C’est dans cet état d’esprit que les deux frères sont revenus sur leur première idée autour de l’étape du collage, dès 2014. Capitalisant sur leurs expériences de terrain et leurs innovations précédentes, ils ont imaginé une pièce permettant de s’affranchir du collage des huîtres, “pour éviter le rejet de ciment dans l’étang, mais aussi protéger les animaux contre les prédateurs, particulièrement les daurades, ainsi que les contaminations entre eux, puisqu’ils sont isolés les uns des autres”, détaille Philippe Cambon. Et ce n’est pas tout. Sur les plans professionnel et économique, le système imaginé permet de limiter les déperditions, de réduire la pénibilité du travail, car les manipulations sont facilitées et, cerise sur le gâteau, d’obtenir des huîtres aux formes originales, plus faciles à ouvrir, plus en chair et au poids supérieur, grâce à l’exondation. 

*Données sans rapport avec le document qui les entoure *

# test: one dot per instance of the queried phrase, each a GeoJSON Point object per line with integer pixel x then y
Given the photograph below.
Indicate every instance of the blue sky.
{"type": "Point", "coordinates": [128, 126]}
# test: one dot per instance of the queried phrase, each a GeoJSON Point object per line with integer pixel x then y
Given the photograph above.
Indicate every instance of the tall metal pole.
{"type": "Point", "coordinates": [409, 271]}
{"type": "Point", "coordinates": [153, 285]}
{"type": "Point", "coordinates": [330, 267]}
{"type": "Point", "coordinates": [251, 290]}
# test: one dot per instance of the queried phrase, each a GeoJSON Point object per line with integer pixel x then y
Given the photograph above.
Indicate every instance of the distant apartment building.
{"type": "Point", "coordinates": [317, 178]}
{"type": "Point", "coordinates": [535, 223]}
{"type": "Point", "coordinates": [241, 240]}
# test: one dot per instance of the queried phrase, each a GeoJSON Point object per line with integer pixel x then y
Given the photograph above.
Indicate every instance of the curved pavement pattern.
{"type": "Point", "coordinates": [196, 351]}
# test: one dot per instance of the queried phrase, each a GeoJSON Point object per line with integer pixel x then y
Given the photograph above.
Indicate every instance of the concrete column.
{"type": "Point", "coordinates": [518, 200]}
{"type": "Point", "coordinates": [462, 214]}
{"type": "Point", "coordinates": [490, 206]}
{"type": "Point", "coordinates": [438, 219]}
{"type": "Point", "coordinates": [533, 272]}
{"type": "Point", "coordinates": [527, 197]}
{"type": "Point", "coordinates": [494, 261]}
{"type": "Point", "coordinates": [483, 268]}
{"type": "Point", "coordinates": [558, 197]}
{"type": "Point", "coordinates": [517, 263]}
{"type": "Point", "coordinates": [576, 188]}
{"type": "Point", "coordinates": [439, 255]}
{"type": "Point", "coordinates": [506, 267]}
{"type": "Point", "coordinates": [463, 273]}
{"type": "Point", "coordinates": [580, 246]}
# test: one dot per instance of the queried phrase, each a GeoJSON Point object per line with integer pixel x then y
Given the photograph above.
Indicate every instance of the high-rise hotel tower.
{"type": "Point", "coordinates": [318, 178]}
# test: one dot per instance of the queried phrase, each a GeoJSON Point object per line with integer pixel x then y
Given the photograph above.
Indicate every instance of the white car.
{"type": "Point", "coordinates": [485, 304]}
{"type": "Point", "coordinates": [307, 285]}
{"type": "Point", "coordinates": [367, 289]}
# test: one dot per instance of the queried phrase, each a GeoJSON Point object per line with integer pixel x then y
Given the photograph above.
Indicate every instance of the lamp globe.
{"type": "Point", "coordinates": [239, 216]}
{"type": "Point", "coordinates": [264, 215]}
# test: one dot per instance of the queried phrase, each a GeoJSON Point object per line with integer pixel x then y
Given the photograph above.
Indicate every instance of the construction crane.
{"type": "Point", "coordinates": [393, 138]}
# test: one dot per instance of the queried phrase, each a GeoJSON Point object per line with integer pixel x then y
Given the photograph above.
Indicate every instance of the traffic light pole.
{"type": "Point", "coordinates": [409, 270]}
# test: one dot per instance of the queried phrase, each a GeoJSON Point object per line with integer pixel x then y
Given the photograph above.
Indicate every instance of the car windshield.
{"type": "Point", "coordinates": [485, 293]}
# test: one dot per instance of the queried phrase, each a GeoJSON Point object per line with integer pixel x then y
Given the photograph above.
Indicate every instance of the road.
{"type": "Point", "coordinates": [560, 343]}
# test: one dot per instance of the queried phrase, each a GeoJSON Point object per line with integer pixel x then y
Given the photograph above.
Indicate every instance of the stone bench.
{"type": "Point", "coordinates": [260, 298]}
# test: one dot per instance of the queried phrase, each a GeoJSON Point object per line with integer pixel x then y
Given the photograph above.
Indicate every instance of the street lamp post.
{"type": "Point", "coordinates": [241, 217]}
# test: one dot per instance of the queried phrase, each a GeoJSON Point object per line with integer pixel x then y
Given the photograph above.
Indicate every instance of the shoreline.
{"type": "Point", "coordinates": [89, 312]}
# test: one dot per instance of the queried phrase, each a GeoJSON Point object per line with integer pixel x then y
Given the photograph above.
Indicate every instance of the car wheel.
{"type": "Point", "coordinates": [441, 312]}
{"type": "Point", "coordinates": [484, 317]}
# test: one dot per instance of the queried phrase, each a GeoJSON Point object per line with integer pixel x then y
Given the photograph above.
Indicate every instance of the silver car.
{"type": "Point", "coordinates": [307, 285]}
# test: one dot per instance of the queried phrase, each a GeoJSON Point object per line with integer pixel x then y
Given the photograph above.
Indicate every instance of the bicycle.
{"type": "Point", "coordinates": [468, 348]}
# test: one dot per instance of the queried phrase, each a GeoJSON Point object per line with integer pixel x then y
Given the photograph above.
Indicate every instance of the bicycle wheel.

Pour passer de l’idée à la pratique, les deux frères prennent contact avec le pôle de compétitivité Mer Méditerranée, à Toulon, avec lequel il monte un dossier pour obtenir des financements. Ils s’y reprendront à trois reprises pour décrocher le ‘Graal’. Après, tout s’accélère. Ils présentent un prototype maison, conçu avec des coupelles en plastique, des balles de badminton et des couverts en plastique, qu’ils confient à l’École nationale supérieure des arts et métiers de Paris et à un industriel spécialisé en conception et injection de pièces thermoplastiques, basé à Nîmes. C’est ainsi qu’est porté sur les fonts baptismaux l’éco-écrin.

Des moules qui s’emboîtent

Le moule, composé de polypropylène, donc recyclable, et de 20 % de calcaire, accueille une huître dans chacun de ses compartiments (quatre au total), de la taille naissain jusqu’à sa taille adulte, tout en lui laissant la place de se développer. Clipsables entre eux, les éco-écrins s’emboîtent les uns sur les autres sur la corde, qui est ensuite pendue sur les tables. La ligne ainsi composée par les éco-écrins est suffisamment légère pour être relevée sur poulie, et suffisamment lourde pour ne pas dériver ou flotter. Le système peut être utilisé ouvert comme fermé, en actionnant la corde placée en leur centre. “Pour obtenir des huîtres de calibre 2, il vaut mieux maintenir les éco-écrins fermés, mais plutôt ouverts pour un calibre 1”, relève Philippe Cambon.
Par ailleurs, le système est parfaitement modulable à des longueurs différentes. “Il est aussi possible de l’essayer sur quelques cordes. De ce fait, ce système innovant s’adresse à tout le monde et à toute quantité d’huîtres. On peut donc commencer tout petit”, met en avant le conchyliculteur. Et il est, de surcroît, également adaptable aux tables ostréicoles de l’Atlantique. Pour ce faire, il suffit d’accrocher les éco-écrins côte à côte, et non de les emboîter les uns sur les autres, comme pour les tables de Méditerranée.

Aussi les frères ont-ils breveté leur innovation en France, mais aussi dans toute l’Union européenne, en Australie, en Chine et en Corée. “L’idée est de la déployer d’abord dans l’étang de Thau, puis dans toute la France, et ensuite en Europe et à l’international, car cette innovation ouvre véritablement une nouvelle voie dans notre métier, et permettra de mieux produire aujourd’hui et demain, tout en sécurisant la production”, argumente-t-il.

Coût de l’investissement : 1,60 € HT par éco-écrin. Avec ce système, “à mon avis, on va gagner 1 € par kilo d’huîtres”, calcule-t-il. Exit le collage, mais aussi le détroquage, et l’assurance d’une une production supérieure, avec des huîtres qui pourront être mieux valorisées. Pour confirmer le tout, le Comité régional de conchyliculture de Méditerranée (CRCM), l’Ifremer et le lycée de la mer de Sète vont lancer une étude pour comparer les systèmes innovants mis en place en Méditerranée, dont celui de l’éco-écrin des frères Cambon. À suivre.